One technique is to find a way to comfort myself when i am feeling this way. i am doing that. i am cleaning. i am cooking. i am organizing. my place has never been so clean. my kitchen has never been so tidy. Laundry is all done. Dishes are constantly being washed. Vacuuming is a daily occurrence. Even making my bed is a comfort. i feel safe here at home. i feel secure here at home. i feel at home here at home. Even still, it is counter productive.
i need to remember the ways i handled going out before. i know taking my iPod with me, and blocking out noise is one i can do. i know that self talk is another. Going out with someone out is another. i know that making myself go out is a way of breaking the thinking that it isn't safe, because i will be safe when i get back home.

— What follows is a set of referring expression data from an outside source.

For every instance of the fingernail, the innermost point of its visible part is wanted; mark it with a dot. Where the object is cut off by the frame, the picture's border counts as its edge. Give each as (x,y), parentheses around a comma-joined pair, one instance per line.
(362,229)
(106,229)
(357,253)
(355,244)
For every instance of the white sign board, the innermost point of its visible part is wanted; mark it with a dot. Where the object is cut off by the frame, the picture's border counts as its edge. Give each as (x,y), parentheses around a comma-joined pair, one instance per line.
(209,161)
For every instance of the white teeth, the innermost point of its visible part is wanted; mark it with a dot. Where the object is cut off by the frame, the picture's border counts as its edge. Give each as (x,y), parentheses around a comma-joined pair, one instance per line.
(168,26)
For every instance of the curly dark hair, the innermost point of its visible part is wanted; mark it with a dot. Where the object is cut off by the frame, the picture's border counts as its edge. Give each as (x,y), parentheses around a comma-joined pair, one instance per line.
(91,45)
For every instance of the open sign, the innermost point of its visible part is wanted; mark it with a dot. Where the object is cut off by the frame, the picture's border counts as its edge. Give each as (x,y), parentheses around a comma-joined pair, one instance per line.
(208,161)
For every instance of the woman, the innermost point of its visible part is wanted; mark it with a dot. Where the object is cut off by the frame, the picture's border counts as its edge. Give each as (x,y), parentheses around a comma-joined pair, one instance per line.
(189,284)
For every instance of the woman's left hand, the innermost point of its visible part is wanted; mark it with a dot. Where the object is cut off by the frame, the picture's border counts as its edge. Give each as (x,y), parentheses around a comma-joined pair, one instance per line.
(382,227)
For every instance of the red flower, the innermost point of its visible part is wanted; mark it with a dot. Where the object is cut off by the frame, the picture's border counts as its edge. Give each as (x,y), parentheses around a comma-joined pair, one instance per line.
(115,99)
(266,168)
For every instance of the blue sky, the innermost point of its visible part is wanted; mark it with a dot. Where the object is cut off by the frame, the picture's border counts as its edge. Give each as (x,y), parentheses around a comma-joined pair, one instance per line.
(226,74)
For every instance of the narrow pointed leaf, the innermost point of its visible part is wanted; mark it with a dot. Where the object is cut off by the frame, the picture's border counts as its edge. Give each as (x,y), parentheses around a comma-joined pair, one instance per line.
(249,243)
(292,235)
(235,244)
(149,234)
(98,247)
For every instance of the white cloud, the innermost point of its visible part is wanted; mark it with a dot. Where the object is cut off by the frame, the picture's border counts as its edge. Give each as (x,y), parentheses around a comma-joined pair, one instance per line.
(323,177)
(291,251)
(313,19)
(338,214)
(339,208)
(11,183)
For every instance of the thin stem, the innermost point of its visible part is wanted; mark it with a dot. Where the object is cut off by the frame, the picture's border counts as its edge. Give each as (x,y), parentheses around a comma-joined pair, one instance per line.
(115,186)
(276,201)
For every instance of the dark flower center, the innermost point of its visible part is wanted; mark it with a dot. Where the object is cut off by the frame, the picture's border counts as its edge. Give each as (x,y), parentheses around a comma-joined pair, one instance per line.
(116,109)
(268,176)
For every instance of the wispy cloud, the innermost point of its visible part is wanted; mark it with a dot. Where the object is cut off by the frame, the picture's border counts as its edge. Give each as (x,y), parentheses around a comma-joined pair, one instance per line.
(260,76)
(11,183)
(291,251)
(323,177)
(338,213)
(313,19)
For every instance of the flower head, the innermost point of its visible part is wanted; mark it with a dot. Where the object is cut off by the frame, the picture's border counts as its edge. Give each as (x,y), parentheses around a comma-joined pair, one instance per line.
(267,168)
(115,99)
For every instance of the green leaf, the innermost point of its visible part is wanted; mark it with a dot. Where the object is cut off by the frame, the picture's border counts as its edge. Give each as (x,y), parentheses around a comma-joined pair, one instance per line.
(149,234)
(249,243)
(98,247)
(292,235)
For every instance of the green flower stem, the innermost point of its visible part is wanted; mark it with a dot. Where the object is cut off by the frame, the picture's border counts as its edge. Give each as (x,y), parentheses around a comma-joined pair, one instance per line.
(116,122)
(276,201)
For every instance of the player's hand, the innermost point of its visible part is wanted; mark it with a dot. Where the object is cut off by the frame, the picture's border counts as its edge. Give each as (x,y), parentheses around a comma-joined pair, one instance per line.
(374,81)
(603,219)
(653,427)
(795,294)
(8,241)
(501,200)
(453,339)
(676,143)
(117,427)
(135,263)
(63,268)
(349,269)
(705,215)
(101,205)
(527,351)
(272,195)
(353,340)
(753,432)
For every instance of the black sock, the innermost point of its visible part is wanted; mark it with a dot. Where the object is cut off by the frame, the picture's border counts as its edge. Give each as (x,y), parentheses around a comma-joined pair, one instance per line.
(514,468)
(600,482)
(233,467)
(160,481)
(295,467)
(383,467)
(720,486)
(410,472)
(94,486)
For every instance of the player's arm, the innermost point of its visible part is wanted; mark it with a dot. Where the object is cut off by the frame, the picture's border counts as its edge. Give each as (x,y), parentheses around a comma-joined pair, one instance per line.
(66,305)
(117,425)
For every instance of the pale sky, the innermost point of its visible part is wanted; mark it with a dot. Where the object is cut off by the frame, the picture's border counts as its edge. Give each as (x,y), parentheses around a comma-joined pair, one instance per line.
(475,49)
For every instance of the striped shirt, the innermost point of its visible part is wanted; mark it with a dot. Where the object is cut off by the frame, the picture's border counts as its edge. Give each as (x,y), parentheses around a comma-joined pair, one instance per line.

Knowing all this isn't helping. Knowing that it is illogical isn't helping. Knowing i have lived through this before isn't helping. Knowing i will get through this again isn't helping. Talking about it isn't helping. Making myself go out isn't helping. Taking my meds isn't helping. Nothing has helped. i even carried it to camping.
i feel like i am rambling. i feel like i am trying to fix this, but am getting no where. i don't get why this is happening. Nothing bad happened. Nothing unsafe happened. i don't even know when it really started. i know one day i didn't want to leave. The next was fine. So was the next. Then another day when i didn't want to leave. Then another. Now it has snowballed. i don't know how to fix it.